Lastly, a lot of these points maybe straightforward and you may even say you are already doing them. The question above all is what makes a stock move from price to value? Everything is cheap and getting cheaper by the moment. Some of the tech names I’m looking at right now I expect to go to zero. So where do you look if everything is on sale?
Look for under-covered names that have been discarded by the market. These can include IPOs made at the top of the market, new secondary listings, split offs, carveouts, Spinoffs, and orphan securities. Stocks that are ignored by research analysts and as a result may be trading at low price earnings ratios. Also look for companies that have announced strategic change. You are essentially buying more of a margin of safety and the market, in its malaise, will sell indiscriminately. You can also look for darling stocks that the small investor and media loved at the top. All these names are the first to be sold off when there is panic and blood on the streets as the majority look to exit the last thing they bought and also companies that have a limited trading history. We at The Edge monitor these types of potential investments and they have proven to outperform over any economic cycles.

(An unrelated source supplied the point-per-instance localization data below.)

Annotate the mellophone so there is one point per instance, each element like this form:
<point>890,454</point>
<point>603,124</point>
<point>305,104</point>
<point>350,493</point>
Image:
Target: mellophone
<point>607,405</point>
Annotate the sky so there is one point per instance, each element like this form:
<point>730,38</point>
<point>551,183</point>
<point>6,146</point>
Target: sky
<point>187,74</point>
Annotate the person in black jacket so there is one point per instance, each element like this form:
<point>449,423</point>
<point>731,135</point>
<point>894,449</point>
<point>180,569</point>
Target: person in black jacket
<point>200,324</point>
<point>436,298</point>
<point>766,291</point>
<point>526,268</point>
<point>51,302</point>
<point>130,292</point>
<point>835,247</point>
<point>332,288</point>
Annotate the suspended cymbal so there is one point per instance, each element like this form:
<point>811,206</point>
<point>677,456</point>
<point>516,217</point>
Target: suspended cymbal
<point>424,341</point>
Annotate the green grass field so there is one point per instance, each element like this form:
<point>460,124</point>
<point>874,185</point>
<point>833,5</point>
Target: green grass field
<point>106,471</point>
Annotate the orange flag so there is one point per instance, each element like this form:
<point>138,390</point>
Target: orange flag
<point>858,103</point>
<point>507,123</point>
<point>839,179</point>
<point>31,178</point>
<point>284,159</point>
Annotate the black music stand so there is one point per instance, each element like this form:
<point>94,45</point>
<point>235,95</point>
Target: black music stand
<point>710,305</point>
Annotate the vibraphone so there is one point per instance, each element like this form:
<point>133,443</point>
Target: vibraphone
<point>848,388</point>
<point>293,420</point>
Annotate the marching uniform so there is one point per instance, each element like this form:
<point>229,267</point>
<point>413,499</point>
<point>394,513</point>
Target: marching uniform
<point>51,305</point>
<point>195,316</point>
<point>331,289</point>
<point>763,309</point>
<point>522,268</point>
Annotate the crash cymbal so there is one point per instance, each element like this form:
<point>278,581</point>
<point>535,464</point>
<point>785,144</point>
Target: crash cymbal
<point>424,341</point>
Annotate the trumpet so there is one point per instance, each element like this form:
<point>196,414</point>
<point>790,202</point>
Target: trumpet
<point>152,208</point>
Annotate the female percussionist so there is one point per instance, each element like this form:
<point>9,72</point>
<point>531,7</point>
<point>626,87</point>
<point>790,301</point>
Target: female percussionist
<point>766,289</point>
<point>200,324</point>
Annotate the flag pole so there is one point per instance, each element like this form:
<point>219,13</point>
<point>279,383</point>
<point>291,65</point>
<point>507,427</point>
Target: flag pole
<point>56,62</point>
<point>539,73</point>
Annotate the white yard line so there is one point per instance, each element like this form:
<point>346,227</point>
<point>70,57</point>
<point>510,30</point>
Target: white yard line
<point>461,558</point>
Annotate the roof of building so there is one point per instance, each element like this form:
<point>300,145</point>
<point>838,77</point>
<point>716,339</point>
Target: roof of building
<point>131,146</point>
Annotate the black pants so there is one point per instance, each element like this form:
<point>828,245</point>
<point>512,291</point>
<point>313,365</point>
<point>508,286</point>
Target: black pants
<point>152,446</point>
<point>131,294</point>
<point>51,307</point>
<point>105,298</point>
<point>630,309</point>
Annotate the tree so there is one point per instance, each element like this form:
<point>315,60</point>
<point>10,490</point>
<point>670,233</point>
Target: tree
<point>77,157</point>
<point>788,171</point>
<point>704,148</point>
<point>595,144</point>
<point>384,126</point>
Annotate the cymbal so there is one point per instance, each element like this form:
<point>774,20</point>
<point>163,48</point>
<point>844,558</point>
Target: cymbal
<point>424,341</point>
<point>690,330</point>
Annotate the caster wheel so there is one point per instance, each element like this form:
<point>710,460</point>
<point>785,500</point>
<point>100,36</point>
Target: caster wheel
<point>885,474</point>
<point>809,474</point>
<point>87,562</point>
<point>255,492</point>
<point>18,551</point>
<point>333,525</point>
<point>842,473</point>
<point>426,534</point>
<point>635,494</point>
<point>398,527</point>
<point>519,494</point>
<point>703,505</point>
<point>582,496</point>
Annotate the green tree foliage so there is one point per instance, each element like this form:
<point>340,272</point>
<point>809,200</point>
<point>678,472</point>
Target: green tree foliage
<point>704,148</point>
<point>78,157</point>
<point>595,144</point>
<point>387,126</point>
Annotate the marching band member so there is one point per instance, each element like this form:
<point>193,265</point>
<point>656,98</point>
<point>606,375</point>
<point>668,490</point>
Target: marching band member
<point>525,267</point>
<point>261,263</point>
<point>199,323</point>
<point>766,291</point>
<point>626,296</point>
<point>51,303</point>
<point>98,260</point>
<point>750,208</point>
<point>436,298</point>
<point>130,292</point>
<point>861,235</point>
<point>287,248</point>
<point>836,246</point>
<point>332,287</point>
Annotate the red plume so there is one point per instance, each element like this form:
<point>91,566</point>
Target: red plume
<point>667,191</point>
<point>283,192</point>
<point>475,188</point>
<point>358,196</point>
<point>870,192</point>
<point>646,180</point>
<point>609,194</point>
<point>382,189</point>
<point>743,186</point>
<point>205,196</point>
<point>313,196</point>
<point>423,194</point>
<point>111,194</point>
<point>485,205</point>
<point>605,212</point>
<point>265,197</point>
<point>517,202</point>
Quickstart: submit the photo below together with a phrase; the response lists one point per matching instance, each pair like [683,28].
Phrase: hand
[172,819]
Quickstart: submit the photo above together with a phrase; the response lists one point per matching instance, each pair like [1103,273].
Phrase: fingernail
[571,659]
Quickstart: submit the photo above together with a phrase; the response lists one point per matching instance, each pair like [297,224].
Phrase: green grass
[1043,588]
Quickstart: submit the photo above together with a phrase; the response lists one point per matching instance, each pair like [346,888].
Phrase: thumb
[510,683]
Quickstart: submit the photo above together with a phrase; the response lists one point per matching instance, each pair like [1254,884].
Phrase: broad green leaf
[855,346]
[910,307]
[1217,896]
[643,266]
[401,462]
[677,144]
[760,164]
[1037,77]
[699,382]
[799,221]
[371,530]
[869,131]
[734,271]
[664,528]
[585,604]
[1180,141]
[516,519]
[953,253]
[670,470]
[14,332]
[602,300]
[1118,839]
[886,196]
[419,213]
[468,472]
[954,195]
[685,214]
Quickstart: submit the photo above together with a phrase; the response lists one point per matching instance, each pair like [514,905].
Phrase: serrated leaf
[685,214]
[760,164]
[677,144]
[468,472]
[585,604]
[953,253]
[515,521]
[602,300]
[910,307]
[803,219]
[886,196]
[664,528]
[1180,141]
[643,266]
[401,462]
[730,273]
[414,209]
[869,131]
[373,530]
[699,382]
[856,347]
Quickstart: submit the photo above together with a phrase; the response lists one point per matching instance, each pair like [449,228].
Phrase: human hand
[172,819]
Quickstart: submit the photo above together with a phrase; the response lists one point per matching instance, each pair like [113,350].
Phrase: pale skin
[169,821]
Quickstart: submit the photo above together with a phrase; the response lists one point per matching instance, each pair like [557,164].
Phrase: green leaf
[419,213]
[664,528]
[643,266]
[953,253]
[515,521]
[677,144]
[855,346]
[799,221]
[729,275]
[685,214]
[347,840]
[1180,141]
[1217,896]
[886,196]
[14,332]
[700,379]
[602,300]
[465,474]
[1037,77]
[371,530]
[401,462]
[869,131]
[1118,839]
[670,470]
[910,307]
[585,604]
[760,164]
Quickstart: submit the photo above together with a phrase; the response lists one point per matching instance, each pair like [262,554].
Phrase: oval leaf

- The World is Cyclical. Recognize the part of the cycle you’re in. The bottom is usually signified by an event, e.g. bankruptcy, etc.
- Ensure You Have a Watch List. Great opportune moments rarely stay for very long in markets. You should be ready.
- Make Sure There is a Catalyst to Move Price to Value. Try to buy something not just because it’s cheap, but because there is an added catalyst to move price to value. E.g. up and coming corporate transactions like a Spinoff. You will get much more bang for your buck.
- Be Contrarian. Go against the crowd. You’ll win more often than not.
- Protect Your Capital. Finally, if you cannot make head nor tail of what is going on, stay out of the market and remember, no one has ever been fired for making a profit.